Way back in August of 2014 Google began suggesting that sites using HTTPS may receive a ranking signal. At the time Google even called for HTTPS everywhere on the web. In other words, all communications should be secure by default.
Virtually every site has an input of some sort. Be it an input for an email address on a newsletter subscription form, a simple contact form or a search (box) input.
You could choose to ignore this implementation and hope visitors to your site don’t notice or use a browser other than Chrome. However the smart move would be to upgrade your site site to HTTPS.
In a post from 2016, Google said this:
“Eventually, we plan to label all HTTP pages as non-secure, and change the HTTP security indicator to the red triangle that we use for broken HTTPS.”
How to Implement HTTPS
HTTPS requires an SSL (secure sockets layer) certificate. Compared to several years ago, SSLs are inexpensive and in many cases free.
Most options for an SSL depend upon where your website is hosted.
- Namecheap offers what they call a PositiveSSL for only $9.99 a year. For most non-ecommerce sites, the PositiveSSL is sufficient.
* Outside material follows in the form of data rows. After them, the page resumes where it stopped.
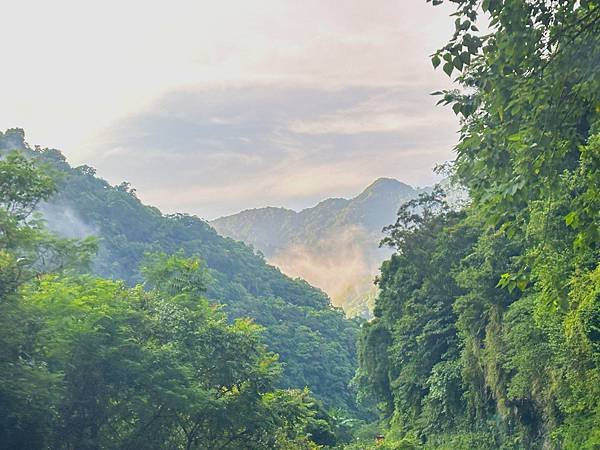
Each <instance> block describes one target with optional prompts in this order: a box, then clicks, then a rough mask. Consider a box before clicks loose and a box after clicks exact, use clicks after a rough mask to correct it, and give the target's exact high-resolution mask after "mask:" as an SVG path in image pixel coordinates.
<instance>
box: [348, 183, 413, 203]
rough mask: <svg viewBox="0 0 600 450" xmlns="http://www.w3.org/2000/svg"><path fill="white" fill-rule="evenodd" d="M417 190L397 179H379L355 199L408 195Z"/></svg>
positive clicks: (411, 186)
mask: <svg viewBox="0 0 600 450" xmlns="http://www.w3.org/2000/svg"><path fill="white" fill-rule="evenodd" d="M414 191H415V189H414V188H413V187H412V186H410V185H408V184H406V183H403V182H401V181H398V180H396V179H395V178H377V179H376V180H375V181H374V182H373V183H371V184H370V185H369V186H367V187H366V188H365V190H364V191H362V192H361V193H360V194H359V195H358V196H357V197H356V198H355V199H356V200H359V199H364V198H367V197H371V196H373V195H403V196H404V195H406V194H409V193H413V192H414Z"/></svg>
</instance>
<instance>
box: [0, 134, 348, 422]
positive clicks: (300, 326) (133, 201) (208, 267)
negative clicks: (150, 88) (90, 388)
mask: <svg viewBox="0 0 600 450" xmlns="http://www.w3.org/2000/svg"><path fill="white" fill-rule="evenodd" d="M11 149H19V150H20V151H22V152H24V154H25V155H27V156H28V157H30V158H34V159H35V160H36V161H38V162H39V163H40V164H43V165H45V167H46V170H49V171H51V172H53V173H54V174H55V177H56V178H57V180H58V181H57V186H56V187H57V189H56V192H55V193H54V194H53V196H52V197H51V198H50V199H49V201H48V202H47V203H45V204H44V205H43V206H42V211H43V212H44V215H45V216H46V218H47V219H48V220H49V226H50V228H54V229H57V230H60V231H65V232H72V230H77V229H80V228H84V229H85V230H88V233H90V232H91V233H93V234H94V235H95V236H97V237H98V252H97V256H96V257H94V258H93V261H92V265H91V269H92V272H93V273H94V274H96V275H98V276H101V277H105V278H110V279H114V280H124V281H126V282H127V284H128V285H129V286H134V285H135V284H137V283H141V282H142V281H143V277H142V274H141V272H140V270H139V268H140V266H141V263H142V260H143V257H144V255H145V254H146V253H167V254H175V253H177V252H180V251H182V252H183V254H184V255H187V256H193V257H199V258H201V259H202V260H203V261H204V262H205V263H206V269H207V281H206V297H207V298H209V299H211V300H212V301H214V302H218V303H221V304H225V311H226V312H227V313H228V315H229V316H230V317H231V318H243V317H249V318H252V319H254V320H255V321H256V323H258V324H260V325H262V326H263V327H265V329H264V332H263V338H264V341H265V343H266V344H267V345H268V347H269V350H271V351H274V352H276V353H277V354H279V356H280V360H281V362H282V363H283V364H284V366H283V367H284V369H283V376H282V378H281V380H280V383H279V385H280V386H281V387H293V388H304V387H305V386H309V387H310V389H311V390H312V392H314V394H315V395H316V396H317V397H318V398H320V399H321V400H323V401H324V402H325V404H326V406H327V407H335V408H341V409H343V410H347V411H354V412H355V411H356V406H355V401H354V394H353V393H352V392H351V391H350V390H348V389H347V385H348V383H349V382H350V380H351V379H352V377H353V375H354V371H355V368H356V347H355V342H356V338H357V335H358V325H357V323H356V322H355V321H349V320H346V319H345V318H344V314H343V311H342V310H341V309H339V308H333V307H332V306H331V304H330V302H329V299H328V298H327V296H326V295H325V294H324V293H323V292H322V291H320V290H318V289H315V288H313V287H311V286H310V285H308V284H307V283H306V282H305V281H303V280H300V279H297V280H292V279H290V278H289V277H286V276H285V275H283V274H282V273H281V272H280V271H279V270H278V269H276V268H275V267H273V266H269V265H267V264H266V263H265V261H264V259H263V257H262V256H260V255H258V254H256V253H255V252H254V251H253V250H252V249H250V248H249V247H247V246H245V245H244V244H242V243H241V242H236V241H234V240H232V239H228V238H223V237H221V236H219V235H218V234H217V233H216V232H215V231H214V230H213V229H212V228H211V227H210V226H209V225H208V224H207V223H206V222H204V221H203V220H201V219H198V218H197V217H194V216H189V215H185V214H173V215H163V214H161V212H160V211H159V210H158V209H156V208H153V207H150V206H146V205H143V204H142V203H141V202H140V200H139V199H138V198H137V197H136V195H135V191H134V190H133V189H131V188H130V187H129V185H128V184H127V183H122V184H120V185H118V186H110V185H109V184H108V183H107V182H106V181H104V180H102V179H100V178H98V177H97V176H96V175H95V170H94V169H93V168H91V167H89V166H81V167H77V168H71V167H70V166H69V165H68V163H67V162H66V161H65V158H64V157H63V156H62V154H61V153H60V152H59V151H57V150H53V149H45V148H39V147H36V148H33V149H32V148H30V147H29V146H28V145H27V144H26V143H25V141H24V133H23V131H22V130H20V129H12V130H7V131H6V133H4V134H2V135H0V152H2V151H3V150H4V151H9V150H11ZM66 213H68V214H66Z"/></svg>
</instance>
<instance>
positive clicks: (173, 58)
mask: <svg viewBox="0 0 600 450" xmlns="http://www.w3.org/2000/svg"><path fill="white" fill-rule="evenodd" d="M2 11H3V12H2V15H3V21H2V26H1V27H0V50H1V52H2V61H3V63H2V69H1V70H0V101H1V104H2V107H1V108H0V129H6V128H10V127H21V128H24V129H25V132H26V137H27V141H28V142H29V143H30V144H31V145H34V144H39V145H42V146H44V147H52V148H58V149H60V150H61V151H62V152H63V153H64V154H65V155H66V157H67V158H68V160H69V161H70V162H71V164H73V165H79V164H88V165H91V166H93V167H96V168H97V170H98V174H99V175H100V176H102V177H103V178H105V179H107V180H108V181H109V182H111V183H113V184H117V183H120V182H121V181H123V180H126V181H128V182H130V183H131V184H132V186H133V187H134V188H136V190H137V193H138V196H139V197H140V198H141V199H142V200H143V201H144V202H146V203H149V204H152V205H155V206H158V207H159V208H161V209H162V210H163V211H164V212H176V211H179V212H188V213H192V214H196V215H198V216H200V217H203V218H206V219H212V218H216V217H218V216H222V215H226V214H231V213H235V212H237V211H240V210H242V209H247V208H254V207H261V206H267V205H270V206H285V207H289V208H293V209H301V208H304V207H309V206H312V205H313V204H315V203H317V202H318V201H320V200H322V199H324V198H327V197H339V196H341V197H350V196H353V195H356V194H358V193H359V192H360V191H361V190H362V189H363V188H364V187H366V186H367V185H368V184H370V183H371V182H372V181H374V180H375V179H376V178H378V177H394V178H397V179H400V180H401V181H404V182H407V183H409V184H413V185H418V186H423V185H428V184H431V183H433V182H435V181H436V180H437V179H438V177H437V176H436V175H435V174H434V173H433V171H432V169H433V168H434V166H436V165H437V164H439V163H443V162H445V161H447V160H449V159H452V157H453V153H452V147H453V145H454V143H455V142H456V140H457V135H456V130H457V129H458V123H457V120H456V118H455V117H454V115H453V113H452V112H451V110H449V109H448V108H442V107H436V106H435V102H436V99H435V97H432V96H430V95H429V94H430V93H431V92H433V91H436V90H439V89H441V88H447V87H449V86H450V81H449V80H448V78H447V77H446V76H445V75H444V74H443V73H442V72H441V71H440V70H438V71H434V70H433V67H432V66H431V63H430V61H429V57H428V55H430V54H431V53H432V52H433V51H435V50H436V49H437V48H438V47H440V46H442V45H443V44H444V43H445V42H446V40H447V39H448V38H449V37H450V35H451V31H452V25H453V20H452V19H451V18H450V17H449V14H450V13H451V12H452V11H451V10H450V9H448V8H447V7H445V6H437V7H432V6H431V4H430V3H425V0H361V1H355V0H344V1H342V0H336V1H334V0H317V1H312V0H302V1H298V0H296V1H288V0H276V1H275V0H274V1H267V0H238V1H227V0H219V1H208V0H205V1H198V0H196V1H169V2H159V1H149V0H145V1H122V0H121V1H113V0H105V1H103V2H81V1H63V0H53V1H52V2H48V1H35V2H34V1H28V0H20V1H18V2H6V4H4V5H3V7H2Z"/></svg>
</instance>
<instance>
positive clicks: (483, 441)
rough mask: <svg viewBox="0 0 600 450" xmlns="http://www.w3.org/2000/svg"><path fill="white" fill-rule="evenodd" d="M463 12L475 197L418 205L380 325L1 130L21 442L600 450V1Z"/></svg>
mask: <svg viewBox="0 0 600 450" xmlns="http://www.w3.org/2000/svg"><path fill="white" fill-rule="evenodd" d="M432 3H433V4H435V5H437V4H441V3H443V0H433V1H432ZM451 3H453V4H454V5H455V6H456V8H457V11H456V14H455V15H454V16H453V20H455V26H456V32H455V34H454V35H453V37H452V38H451V40H450V41H449V43H448V44H447V45H446V46H445V47H444V48H442V49H441V50H439V51H438V52H436V53H435V54H434V55H432V57H431V58H432V63H433V66H434V67H438V66H439V67H440V68H441V69H442V70H443V71H444V72H446V73H447V74H448V75H449V76H456V77H457V78H456V79H457V82H458V84H459V86H460V89H458V90H453V91H443V92H439V93H437V95H439V96H440V103H442V104H445V105H449V106H450V107H451V108H452V110H453V111H454V112H455V113H456V114H457V115H459V117H460V118H461V124H462V126H461V130H460V136H459V142H458V144H457V146H456V160H455V161H454V162H453V163H452V164H451V167H450V168H451V172H452V177H453V179H454V180H455V181H456V182H458V183H460V184H461V185H463V186H465V188H466V189H467V191H468V195H469V203H468V204H467V205H465V206H464V207H462V208H451V207H449V205H448V199H447V198H445V195H444V192H443V190H442V189H440V188H435V189H432V190H431V191H427V192H423V193H421V195H419V196H418V197H416V198H412V199H411V200H409V201H408V202H406V203H404V204H403V205H402V206H401V207H400V209H399V211H397V214H396V216H395V219H394V220H392V222H391V223H390V224H389V225H388V226H387V227H386V228H385V233H386V237H385V238H384V240H383V244H384V245H386V246H388V247H389V249H390V251H391V252H392V255H391V256H390V257H389V258H388V259H387V260H386V261H385V262H384V263H383V264H382V266H381V271H380V275H379V276H378V279H377V283H378V287H379V293H378V295H377V298H376V301H375V307H374V311H373V315H374V317H373V319H372V320H369V321H360V320H359V319H356V320H349V319H346V318H345V317H344V314H343V312H342V311H341V310H340V309H339V308H335V307H332V306H331V304H330V303H329V299H328V298H327V296H326V295H325V294H324V293H323V292H322V291H320V290H318V289H315V288H313V287H311V286H310V285H309V284H308V283H306V282H305V281H302V280H300V279H297V280H293V279H290V278H289V277H286V276H285V275H283V274H282V273H281V272H279V270H277V269H276V268H274V267H272V266H269V265H268V264H266V263H265V260H264V257H263V256H262V255H260V254H257V253H255V252H254V251H253V250H252V249H251V248H249V247H247V246H246V245H244V244H242V243H240V242H236V241H234V240H233V239H229V238H224V237H221V236H219V235H218V234H217V233H216V231H215V230H213V229H212V228H211V227H210V225H209V224H207V223H206V222H204V221H202V220H200V219H198V218H196V217H193V216H188V215H185V214H176V215H163V214H162V213H161V212H160V211H159V210H157V209H156V208H152V207H149V206H145V205H143V204H142V203H141V202H140V201H139V199H138V198H137V196H136V193H135V190H134V189H132V188H131V186H130V185H129V184H128V183H125V182H124V183H122V184H120V185H117V186H110V185H109V184H108V183H106V182H105V181H104V180H102V179H100V178H98V177H96V174H95V170H94V169H93V168H91V167H88V166H80V167H77V168H72V167H70V166H69V165H68V164H67V162H66V161H65V159H64V157H63V156H62V155H61V154H60V152H58V151H57V150H53V149H43V148H39V147H35V148H31V147H29V146H28V145H27V144H26V143H25V141H24V132H23V131H22V130H20V129H9V130H7V131H6V132H4V133H1V134H0V369H1V370H0V448H6V449H65V450H71V449H84V450H85V449H89V450H92V449H94V450H96V449H137V448H144V449H232V450H234V449H246V448H248V449H289V450H292V449H306V450H308V449H318V448H327V447H329V448H331V447H337V448H346V449H347V450H358V449H360V450H366V449H370V448H373V449H374V448H378V449H395V450H406V449H413V450H414V449H473V450H474V449H484V450H485V449H490V450H491V449H503V450H521V449H523V450H525V449H534V450H535V449H539V450H546V449H549V450H560V449H566V450H580V449H585V450H592V449H598V448H600V265H599V262H600V2H598V1H596V0H561V1H556V2H552V1H550V2H549V1H547V0H528V1H523V0H482V1H480V0H452V2H451ZM481 15H483V16H484V17H485V20H484V21H483V22H484V23H485V26H486V28H487V29H486V31H485V33H482V32H480V31H479V29H478V25H477V24H478V17H479V16H481ZM432 127H433V125H432ZM350 202H351V201H339V200H333V201H330V202H326V203H325V205H321V208H325V207H327V208H328V210H329V211H330V212H331V217H330V219H331V221H332V222H335V221H336V220H338V218H339V217H340V216H339V215H338V214H337V213H336V211H338V210H339V211H342V210H343V207H345V206H347V205H349V204H350ZM261 213H264V214H265V216H266V217H263V218H265V219H267V218H269V217H270V214H271V213H273V216H274V217H275V216H276V215H277V214H282V215H285V217H289V219H285V220H286V222H284V223H286V224H287V223H289V224H292V223H293V222H294V221H295V220H296V215H295V214H291V213H289V212H286V211H281V210H271V209H269V210H264V211H263V212H261ZM42 215H43V216H45V217H46V218H47V220H48V221H47V222H45V221H44V220H43V216H42ZM244 217H246V216H244V215H242V216H240V218H244ZM361 217H362V216H361ZM369 219H371V217H370V216H368V215H366V216H365V220H366V221H368V220H369ZM240 220H241V219H240ZM253 220H254V219H252V220H250V224H252V223H253ZM261 220H262V218H261ZM269 220H270V219H269ZM274 220H275V219H274ZM277 220H279V219H277ZM340 220H341V219H340ZM311 223H313V222H311V221H308V222H307V224H311ZM290 227H291V225H290ZM280 229H281V227H280V226H278V227H275V226H274V225H273V226H272V227H271V228H269V230H275V231H277V232H278V233H279V230H280ZM283 231H285V232H287V228H286V229H284V230H283ZM286 236H287V235H286ZM281 239H283V238H281ZM298 239H299V238H298ZM340 264H343V261H340ZM356 342H358V351H356V350H355V347H354V345H355V343H356ZM353 375H354V376H353ZM374 408H376V409H377V412H378V413H379V417H378V418H376V417H375V415H374V414H371V412H372V411H373V409H374ZM367 422H369V423H367ZM375 435H377V436H378V438H377V439H378V442H375Z"/></svg>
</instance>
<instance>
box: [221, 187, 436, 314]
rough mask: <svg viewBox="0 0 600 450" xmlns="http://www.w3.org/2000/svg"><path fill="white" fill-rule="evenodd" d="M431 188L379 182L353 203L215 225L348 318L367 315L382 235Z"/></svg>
mask: <svg viewBox="0 0 600 450" xmlns="http://www.w3.org/2000/svg"><path fill="white" fill-rule="evenodd" d="M427 190H429V188H425V189H421V188H415V187H412V186H410V185H408V184H405V183H402V182H401V181H398V180H396V179H393V178H379V179H377V180H375V181H374V182H373V183H372V184H371V185H369V186H368V187H367V188H365V189H364V190H363V191H362V192H361V193H360V194H358V195H357V196H355V197H353V198H351V199H344V198H329V199H326V200H323V201H321V202H320V203H318V204H317V205H315V206H314V207H311V208H306V209H304V210H302V211H299V212H296V211H293V210H290V209H286V208H279V207H264V208H257V209H249V210H245V211H242V212H240V213H237V214H234V215H231V216H226V217H221V218H219V219H216V220H213V221H212V222H211V225H212V226H213V227H214V228H215V229H216V230H217V231H218V232H219V233H220V234H222V235H225V236H228V237H231V238H233V239H236V240H240V241H243V242H245V243H247V244H249V245H252V246H253V247H254V248H255V249H257V250H259V251H260V252H262V253H263V254H264V255H265V257H266V258H267V260H268V261H269V262H271V263H273V264H275V265H277V266H279V267H280V268H281V269H282V270H283V271H284V272H285V273H287V274H288V275H291V276H299V277H302V278H304V279H306V280H307V281H309V282H310V283H312V284H314V285H316V286H318V287H321V288H322V289H324V290H325V291H326V292H327V293H328V294H329V295H330V296H331V297H332V299H333V301H334V302H335V303H336V304H337V305H340V306H343V307H344V309H345V310H346V312H347V313H348V314H350V315H355V314H360V315H368V301H369V298H371V297H372V296H373V294H374V286H373V277H374V275H375V274H376V272H377V269H378V267H379V264H380V263H381V261H383V260H384V259H385V258H386V257H387V256H389V254H390V251H389V250H388V249H380V248H379V241H380V240H381V238H382V237H383V234H382V229H383V227H385V226H386V225H389V224H391V223H393V222H394V221H395V218H396V213H397V211H398V208H399V207H400V206H401V205H402V204H403V203H405V202H407V201H409V200H411V199H413V198H415V197H417V196H418V195H419V194H420V193H422V192H425V191H427Z"/></svg>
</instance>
- Let’s Encrypt offers free SSLs. This is probably beyond the technical capability of many site owners, however for someone familiar the ACME protocol, it’s a painless process.
- Many web host providers offer free installation of Let’s Encrypt.
- CloudFlare provides a shared SSL with basic free accounts. You have to enable this by clicking the crypto icon and choosing the flexible option.
- SSL for Free uses Let’s Encrypt and promises an SSL at no fee.
Things to Keep In Mind
If you decide to purchase your own SSL, you will also need a dedicated IP address. Dedicated IP addresses run about $4/mo depending upon where your website is hosted.
It’s a good idea to purchase more than one year should you buy an SSL. The validation and installation process is a pain to repeat each year.
If after you get your SSL installed you receive insecure page errors, check out Why No Padlock which will output a list of issues causing the problem.